J. August Manager Dimitri Tragos says that the store has had to evolve.
“It was a men’s clothing store that dealt with fashions of times—sport jackets, tweeds...Geared to Harvard administration, professors, rather than kids,” he says. “Certainly the market for gentleman’s clothing has been taken over by big chains...We’ve changed. [Now we’re] catering to students and tourists.”
The University Theater, once with one screen and an entrance on Mass Ave., is now the five-screen Loews on Church St.
“The balcony had wicker chairs in it. [You would] get a ticket to sit in the wickers which were more comfortable than those below,” William King says.

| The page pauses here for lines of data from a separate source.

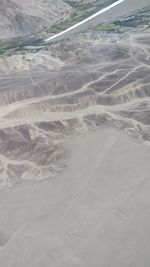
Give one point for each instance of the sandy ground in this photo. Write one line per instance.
(95, 214)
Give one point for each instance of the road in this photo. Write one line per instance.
(120, 8)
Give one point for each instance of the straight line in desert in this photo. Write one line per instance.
(84, 21)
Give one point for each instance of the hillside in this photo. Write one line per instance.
(25, 17)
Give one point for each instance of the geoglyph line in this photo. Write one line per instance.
(84, 21)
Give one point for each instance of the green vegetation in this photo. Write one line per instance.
(18, 44)
(79, 13)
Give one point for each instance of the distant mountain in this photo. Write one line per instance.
(24, 17)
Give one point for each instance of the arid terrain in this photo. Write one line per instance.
(75, 145)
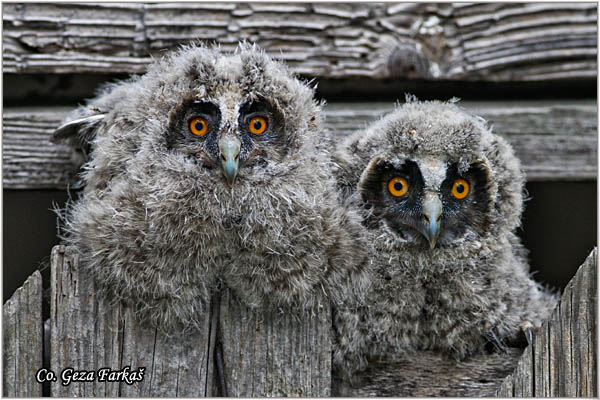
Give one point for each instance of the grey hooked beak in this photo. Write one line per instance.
(229, 147)
(429, 225)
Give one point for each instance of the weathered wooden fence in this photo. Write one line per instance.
(265, 354)
(270, 353)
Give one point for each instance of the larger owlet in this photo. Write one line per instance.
(441, 197)
(210, 168)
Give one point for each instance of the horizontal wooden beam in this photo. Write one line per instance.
(555, 140)
(435, 41)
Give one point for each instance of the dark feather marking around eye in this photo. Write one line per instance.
(383, 206)
(473, 211)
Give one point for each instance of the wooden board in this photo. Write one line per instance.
(435, 41)
(266, 353)
(428, 374)
(555, 140)
(22, 340)
(563, 359)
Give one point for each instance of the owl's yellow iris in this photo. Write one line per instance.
(460, 189)
(258, 125)
(398, 186)
(198, 126)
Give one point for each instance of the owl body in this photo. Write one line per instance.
(441, 197)
(211, 170)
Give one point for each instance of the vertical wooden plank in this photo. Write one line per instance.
(275, 352)
(563, 358)
(556, 357)
(22, 340)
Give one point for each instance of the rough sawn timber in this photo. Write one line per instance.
(266, 353)
(434, 41)
(22, 340)
(429, 374)
(555, 140)
(563, 359)
(275, 352)
(87, 334)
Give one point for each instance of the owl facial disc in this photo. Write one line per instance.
(229, 147)
(429, 225)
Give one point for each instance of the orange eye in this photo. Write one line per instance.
(258, 125)
(198, 126)
(460, 189)
(398, 186)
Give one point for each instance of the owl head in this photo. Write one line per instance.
(435, 175)
(234, 119)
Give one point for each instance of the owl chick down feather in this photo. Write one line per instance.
(211, 170)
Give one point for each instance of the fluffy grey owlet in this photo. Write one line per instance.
(441, 197)
(210, 168)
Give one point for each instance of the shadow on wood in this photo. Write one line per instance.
(562, 360)
(555, 140)
(265, 353)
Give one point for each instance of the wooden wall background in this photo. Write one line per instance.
(528, 68)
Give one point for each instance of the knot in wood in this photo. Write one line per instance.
(407, 61)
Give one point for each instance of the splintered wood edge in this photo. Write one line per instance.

Alums and merchants say that in the 1950s the Coop was smaller but managed to offer a more extensive collection of goods, including hockey sticks and records in addition to books and apparel.
“The Coop was an honest to God viable general store where you could get sweaters, underwear,” says Tony Ferrante ’46, the owner of the Ferrante-Dege camera store, which he opened in 1955.
Solano, the owner of the Grolier Poetry Shop, says that even among the dozens of bookstores that lined the Square, the Coop’s collection stood out.
“Bookstores were everywhere. Every block and side street had two of them...The Coop had one of every title published by good publishing firms,” she says.
Markarian praised the store’s “great record department” and “enormously knowledgeable staff.”
The Coop’s main music competitor was Briggs and Briggs, which offered a listening station for records. The store closed in 2000 to be replaced by the first of two Adidas stores on the site.
The Brattle Square Florists once devoted half of its space to selling fruit. Store manager Stephen Zedros says that the advent of airfreight made it easier to receive fresh flowers, so the store abandoned its fruit selling.
Zedros adds that cars would park right in front of the store, where there is now a sidewalk.
A CHANGE OF PACE
Corcoran says that throughout the Square, traffic was light enough that cars could park perpendicular to the side of the road.
A policeman stationed in a tall booth at the center of the square directed vehicular and passenger traffic.
“If you were jaywalking a cop would yell at you with a loudspeaker: ‘Hey You!’ I remember that,” says Charles Sullivan of the Cambridge Historical Commission.
Now, the policeman who presided over the simple intersection of a two-lane Mass Ave. with JFK St. (then Boylston St.) has been replaced by an elaborate apparatus of traffic lights and beeping, countdown crosswalk signals.
As part of the expansion of the Red Line, which was completed in 1984, the connection between Mass. Ave. and Brattle St. was filled in and became part of the Pit. The “Harvard Square” cap of the former entrance to the subway was removed, salvaged, and now adorns the top of Out of Town News.
Markarian says that in a way the Square of the 1950s, which did not cater as much to out of towners, was more relaxed.
“It was laid back—in all kinds of weather you would see Harvard people walking around eating ice cream cones,” he says.
“For me it certainly was the golden day,” says Solano. “Very high energy. At the same time everything seemed very quiet until the late 50s...It was a very colorful place.”
But quieter—street musicians were illegal.